Click to see larger version

31st October 2006 – Multiple monitors and colours

I returned to this issue after upgrading Psychophysics Toolbox to version 3.0.8 (beta), which has support for multiple monitors. For the results reported here, I was using my NVidia graphics card in “dual view” mode. I opened a separate PTB window for each projector. The top projector was screen 3 and the bottom is screen 1. I did not use stereomode=4 (as above); I used stereomode=0, and drew images on the appropriate window. One advantage of this new system is that I can set the PTB gamma table independently for the two windows. So, I used the tables I had stored on July 4th, and retested the system. For speed, I only used a few pixel values (which is why you can’t see wiggles in the plots below), because I also wanted to measure the extinction ratio for the different colours of the projectors, so the figure below contains data from 16 curves.

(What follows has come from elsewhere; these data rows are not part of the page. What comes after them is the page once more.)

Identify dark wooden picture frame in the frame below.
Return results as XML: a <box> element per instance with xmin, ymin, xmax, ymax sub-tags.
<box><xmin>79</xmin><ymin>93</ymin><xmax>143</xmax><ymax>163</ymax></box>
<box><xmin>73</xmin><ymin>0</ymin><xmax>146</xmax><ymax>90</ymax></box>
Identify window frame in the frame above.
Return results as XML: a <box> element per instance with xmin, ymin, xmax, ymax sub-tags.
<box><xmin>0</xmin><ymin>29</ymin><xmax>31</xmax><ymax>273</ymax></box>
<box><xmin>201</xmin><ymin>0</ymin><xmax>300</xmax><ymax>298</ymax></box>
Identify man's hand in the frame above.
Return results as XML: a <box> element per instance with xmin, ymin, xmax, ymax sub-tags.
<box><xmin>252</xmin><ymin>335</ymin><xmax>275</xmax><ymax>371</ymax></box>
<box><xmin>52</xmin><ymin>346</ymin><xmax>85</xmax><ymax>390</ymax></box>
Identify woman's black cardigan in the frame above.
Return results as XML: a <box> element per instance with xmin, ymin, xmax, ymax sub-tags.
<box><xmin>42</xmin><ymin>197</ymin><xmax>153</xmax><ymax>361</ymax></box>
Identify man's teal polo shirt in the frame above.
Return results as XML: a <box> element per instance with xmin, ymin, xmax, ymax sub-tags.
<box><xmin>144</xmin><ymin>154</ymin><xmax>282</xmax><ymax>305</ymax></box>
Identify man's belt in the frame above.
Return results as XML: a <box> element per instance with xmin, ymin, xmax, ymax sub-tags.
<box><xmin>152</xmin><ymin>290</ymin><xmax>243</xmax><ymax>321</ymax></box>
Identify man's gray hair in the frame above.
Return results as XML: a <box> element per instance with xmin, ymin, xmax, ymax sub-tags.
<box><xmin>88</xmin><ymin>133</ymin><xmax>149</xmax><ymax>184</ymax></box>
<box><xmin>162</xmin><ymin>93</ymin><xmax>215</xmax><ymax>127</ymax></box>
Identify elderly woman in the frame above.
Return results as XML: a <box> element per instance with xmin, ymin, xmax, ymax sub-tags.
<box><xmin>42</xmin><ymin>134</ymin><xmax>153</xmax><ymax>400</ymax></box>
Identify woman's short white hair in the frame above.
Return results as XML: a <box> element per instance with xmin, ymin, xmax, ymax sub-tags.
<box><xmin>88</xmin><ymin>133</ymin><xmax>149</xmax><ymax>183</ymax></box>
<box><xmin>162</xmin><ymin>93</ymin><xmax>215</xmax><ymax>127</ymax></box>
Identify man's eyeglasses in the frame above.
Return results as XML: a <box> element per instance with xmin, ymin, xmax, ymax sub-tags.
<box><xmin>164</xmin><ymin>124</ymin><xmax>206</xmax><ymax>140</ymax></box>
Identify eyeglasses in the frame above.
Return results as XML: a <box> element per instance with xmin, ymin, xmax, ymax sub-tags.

In this figure, the two rows are for the top and bottom projectors. In each case, only the projector under investigation was switched on. Its entire screen was black, except for a 100×100-pixel square at which the photometer was looking through a glass polarising filter in a rotating mount. The luminance and colour of this square was then varied, i.e. the square’s RGB pixel value was set to either [X 0 0] (red curves), [0 X 0] (green curves), [0 0 X] (blue curves) or [X X X] (black curves), where X was ranged from 0 to 255. As usual, the projectors were set to contrast=5, brightness=0, gamma=15, while the NVidia graphics-card gamma was set to 1.78 on both projector screens.

The left-hand panels show the measured luminance as a function of pixel value X. Clearly it is very close to linear, i.e. the gamma correction has worked well. Since a few months have now elapsed since I obtained those look-up tables, this also suggests the gamma correction remains stable over time. In the middle panels, I have replotted this measured luminance after normalising it to the range 0 to 1. This makes it easier to see that the linearity is excellent for all three colours individually.

Finally, on the right, I have plotted the extinction ratio for all three colours individually, as well as for grayscale. This is the luminance measured when the two polarising filters (the one in front of the projector and the one in front of the photometer) were parallel, divided by the luminance measured for the same pixel-value when the two polarising filters were orthogonal. The values are similar for red, green and white (grayscale). Blue has a much worse extinction ratio, but I am not too worried about this since the measured luminances were so small. NB these measurements were taken with a photometer, not a chromometer. The blue square did not look noticeably dimmer than the red or green square to human eyes, although I have not quantified it.